Nature Girl by Carl Hiaasen
For the uninitiated, Carl Hiaasen is a Florida journalist who has written a number of over the top comedic novels set in Florida.  He mercilessly skewers nearly everyone, but has a special hate on for developers and large corporations.   Ordinarily he structures the book as a mystery. He may need to return to that format, because Nature Girl is deeply, structurally flawed.  As in the 'bad guy' doesn't actually show up until halfway through the book.    For Hiaasen fans, there's still plenty of the usual weird screwed up characters, and bizarre over-the-top scenes.   But the plot kind of wanders around looking for itself through the first half of the book until all the characters meet halfway through.  The only people with actual motivations are the antagonists - one disgusting, one pathetic.  The most sympathetic character in the book is the title character's son, a teenage boy who spends relatively little time onstage. 

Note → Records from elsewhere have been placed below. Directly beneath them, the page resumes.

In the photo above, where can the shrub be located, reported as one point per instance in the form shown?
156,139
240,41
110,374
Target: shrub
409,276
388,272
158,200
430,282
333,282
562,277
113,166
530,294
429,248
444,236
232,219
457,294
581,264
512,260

I'm frequently ambivalent about Hiaasen, as I tend to want to give even his sympathetic characters a boot in the rear.   This book didn't have enough plot to make me overlook the characters and the characters didn't make me care enough about them to forgive the weakness in plotting.   Not one of his better efforts.   (Note- Hiaasen is also not for the squeamish.  If you're not up for seeing bodies graphically decompose- sometimes while the inhabitant is still alive- you may prefer to avoid all but his YA books.)

No doubt I'll be adding to this- I'm a compulsive reader, and while my recent schedule has interfered with my reading time, I couldn't possibly stop entirely!